Las chelas han cesado aunque la plática permea en cada rincón del restaurante-bar. Es
una charla total que hila, sutilmente, las demás tertulias, de mesa en mesa, bajo un eco
parejo, de ritmos similares. No hay desentonación en las ideas que emanan de las
bocas como tampoco existe en los gestos de quienes esperan unos instantes más. Todo
es suave, eassy going. Dos meseros con ropas de diario se desplazan como por arte de
magia: sin brusquedad ni obstáculo. Pareciera que van y vienen en patines de hielo
porque sus pasos no entorpecen el panorama. Las luces estilo Navidad que cuelgan del
techo, entre cajas de refrescos que sirven de decoración improvisada pero ad hoc, dan
a la zona calidez y ganas de pertenecer a los futuros y cercanos planes de quienes
esperan el inicio de la proyección de la gira fundada por Gael García y Diego Luna.
La pareja de adultos se abraza. Un perro de raza border collie, divertido e impaciente,
chupa la pata de la mesa en la que su propietaria está colocada. Es una mujer joven, de
sonrisa alargada y nariz recta, con el cabello hecho chongo y unos chinos en la frente
tan juguetones como su mascota. Mientras escucha la plática, meneando la cabeza al
son de la rola que se alcanza a oír, pausada y melancólica, le acaricia las orejas al can.

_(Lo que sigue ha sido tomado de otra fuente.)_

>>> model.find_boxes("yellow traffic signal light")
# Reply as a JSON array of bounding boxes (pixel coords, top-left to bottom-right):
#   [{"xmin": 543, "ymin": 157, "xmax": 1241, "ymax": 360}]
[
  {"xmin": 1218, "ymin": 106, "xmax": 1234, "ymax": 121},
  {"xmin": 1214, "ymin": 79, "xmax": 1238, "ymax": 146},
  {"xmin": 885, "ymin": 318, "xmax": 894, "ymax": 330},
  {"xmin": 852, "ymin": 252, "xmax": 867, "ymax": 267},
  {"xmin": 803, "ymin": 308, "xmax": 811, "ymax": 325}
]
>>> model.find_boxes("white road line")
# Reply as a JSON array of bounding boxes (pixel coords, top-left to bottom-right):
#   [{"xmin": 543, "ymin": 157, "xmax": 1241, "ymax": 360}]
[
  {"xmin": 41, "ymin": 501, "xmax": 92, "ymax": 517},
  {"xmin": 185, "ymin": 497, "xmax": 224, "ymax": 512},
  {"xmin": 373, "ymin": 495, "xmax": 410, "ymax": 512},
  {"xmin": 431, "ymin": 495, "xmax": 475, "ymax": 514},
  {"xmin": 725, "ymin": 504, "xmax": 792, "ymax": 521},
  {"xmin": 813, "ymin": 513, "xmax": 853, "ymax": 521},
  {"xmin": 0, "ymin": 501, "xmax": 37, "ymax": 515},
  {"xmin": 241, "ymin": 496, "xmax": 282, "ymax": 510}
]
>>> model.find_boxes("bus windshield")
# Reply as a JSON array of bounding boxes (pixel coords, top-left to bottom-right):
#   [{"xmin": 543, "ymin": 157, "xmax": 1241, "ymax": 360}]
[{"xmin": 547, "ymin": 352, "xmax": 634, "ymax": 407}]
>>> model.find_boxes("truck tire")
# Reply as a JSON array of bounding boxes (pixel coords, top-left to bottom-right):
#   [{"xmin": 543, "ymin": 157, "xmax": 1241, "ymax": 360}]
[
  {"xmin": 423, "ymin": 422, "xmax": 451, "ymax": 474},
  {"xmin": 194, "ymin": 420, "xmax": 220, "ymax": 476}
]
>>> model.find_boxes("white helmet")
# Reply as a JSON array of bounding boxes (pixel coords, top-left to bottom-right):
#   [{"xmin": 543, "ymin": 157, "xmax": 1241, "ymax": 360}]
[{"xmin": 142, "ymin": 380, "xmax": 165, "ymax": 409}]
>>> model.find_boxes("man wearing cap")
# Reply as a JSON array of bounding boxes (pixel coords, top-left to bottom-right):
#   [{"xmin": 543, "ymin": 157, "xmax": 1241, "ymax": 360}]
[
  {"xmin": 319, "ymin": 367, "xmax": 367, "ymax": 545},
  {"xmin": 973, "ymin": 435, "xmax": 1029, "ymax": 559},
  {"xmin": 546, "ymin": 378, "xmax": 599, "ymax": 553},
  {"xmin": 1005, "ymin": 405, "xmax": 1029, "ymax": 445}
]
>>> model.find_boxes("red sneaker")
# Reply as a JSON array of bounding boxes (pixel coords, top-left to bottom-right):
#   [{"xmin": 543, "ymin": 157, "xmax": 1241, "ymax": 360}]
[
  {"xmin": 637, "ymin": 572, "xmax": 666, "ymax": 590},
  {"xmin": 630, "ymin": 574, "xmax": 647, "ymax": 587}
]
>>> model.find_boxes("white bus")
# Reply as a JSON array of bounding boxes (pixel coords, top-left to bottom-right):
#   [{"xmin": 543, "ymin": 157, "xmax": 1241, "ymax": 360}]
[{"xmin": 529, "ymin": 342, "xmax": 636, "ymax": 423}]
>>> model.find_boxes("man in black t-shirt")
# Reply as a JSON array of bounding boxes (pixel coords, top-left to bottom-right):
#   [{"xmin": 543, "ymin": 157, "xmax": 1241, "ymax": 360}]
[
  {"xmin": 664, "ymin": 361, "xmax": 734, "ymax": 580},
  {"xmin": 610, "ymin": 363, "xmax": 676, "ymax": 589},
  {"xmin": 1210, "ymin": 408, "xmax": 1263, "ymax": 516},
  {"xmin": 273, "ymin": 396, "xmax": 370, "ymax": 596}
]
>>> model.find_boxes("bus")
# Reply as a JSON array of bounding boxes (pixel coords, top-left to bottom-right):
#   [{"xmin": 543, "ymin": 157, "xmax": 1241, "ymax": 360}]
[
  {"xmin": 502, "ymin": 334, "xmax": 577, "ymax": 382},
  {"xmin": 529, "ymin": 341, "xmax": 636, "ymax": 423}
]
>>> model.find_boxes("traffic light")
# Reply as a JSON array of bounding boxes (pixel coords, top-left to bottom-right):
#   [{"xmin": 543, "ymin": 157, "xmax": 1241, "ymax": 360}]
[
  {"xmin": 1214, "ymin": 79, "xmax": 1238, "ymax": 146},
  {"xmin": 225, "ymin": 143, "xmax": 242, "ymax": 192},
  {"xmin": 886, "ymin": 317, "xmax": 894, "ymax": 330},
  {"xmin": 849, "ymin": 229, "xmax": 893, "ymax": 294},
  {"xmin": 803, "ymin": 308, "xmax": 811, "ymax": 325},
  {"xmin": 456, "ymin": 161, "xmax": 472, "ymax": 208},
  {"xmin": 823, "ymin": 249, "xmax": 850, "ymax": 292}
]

Son las ocho y cuatro. Los asistentes no se percatan del ligero retraso en el horario
oficial del programa. No da tiempo para notar la impuntualidad porque en ese instante
aparece Alfredo Atala, propietario del lugar, que invita a pasar a la sala de cine del
local. Sin empujones, los espectadores se levantan de sus lugares, sumergidos en una
relajación total que por inercia los conduce a las sillas acolchonadas que sirven de
butacas. Mientras avanzan por la puerta, dos asistentes saludan en voz baja. No se
alcanza a escuchar si dicen “bienvenido” o “adelante”, pero parecen agradables.
Son cincuenta asientos y los cincuenta se saturan. No hay espacio para nadie más. Hay
quien llega segundos tarde y se ve en la necesidad de postrar sus nalgas en el piso,
recargando su espalda en las paredes laterales del pequeño complejo. Llegan varios
más y optan por hacer lo mismo. Quieren ver el documental y por sus cabezas no pasa
la incomodad de un asiento duro y frío. Saben que mientras la cinta avance olvidarán
dónde están sentados. El collie se acuesta en el suelo, junto a su dueña, que sí alcanzo
un lugar en primera fila.
La media de edad ronda los treinta años. Pocos son los adultos mayores que aprecian
este tipo de proyectos. El hombre y la mujer que se mimaban con anterioridad son dos
de las cinco personas que sobrepasan el dato estadístico. Las otras tres son hombres
de barba que cruzan la pierna sentados y sacan la barriga. Ropa negra, chamarras
ligeras, gorras, converse, botines y pulseras de cuero son las vestimentas
generalizadas de quienes están a punto de mirar el largometraje de noventa minutos.
Por el pasillo central se acerca una chava, chaparrita, de cadera ancha y cejas
pobladas. Pasa al frente con un micrófono acompañada de un joven alargado y
huesudo que se mueve nervioso. Ella, en cambio, se postra segura en un eje y entabla
un discurso miniatura: “Ambulante cumple diez años gracias a ustedes. El cine no es
posible sin los espectadores, porque su propósito es ser visto y apreciado”. En seguida
toma la palabra el chavo delgado y platica un poco sobre el tema que da vida al
documental: un grupo de mujeres mexicanas conocido como “Las Patronas”, que
preparan comida todos los días para lanzarla a los migrantes que pasan por su
comunidad sobre el tren de carga La Bestia. El público sonríe y comenta en chisguetes
de voz apenas perceptibles. Les entusiasma el trama. Mejoran sus posturas y se
colocan cómodamente en las butacas negras del pequeño cine. Los que habían
despegado el dorso del respaldo, lo juntan, y quienes se encorvaron al principio,
deciden estirarse.
Comienza la función. Una de las más de ciento cincuenta muestras que se realizarán en
el Estado. Eso es Ambulante: “descubrir, compartir, transformar”. Los que asisten
llegan para descubrir qué hay detrás del filme. Mientras lo ven, todos, comparten un
momento de intención y reflexión: “hay algo más allá”, susurrarán. Salen de la sala y
transforman, con su ojos, todo lo que observan. Porque la película los habrá cambiado
en cierta forma. Nadie sale siendo el mismo. Todos quieren ser tocados. Sólo el border
collie terminará la reproducción sintiéndose igual.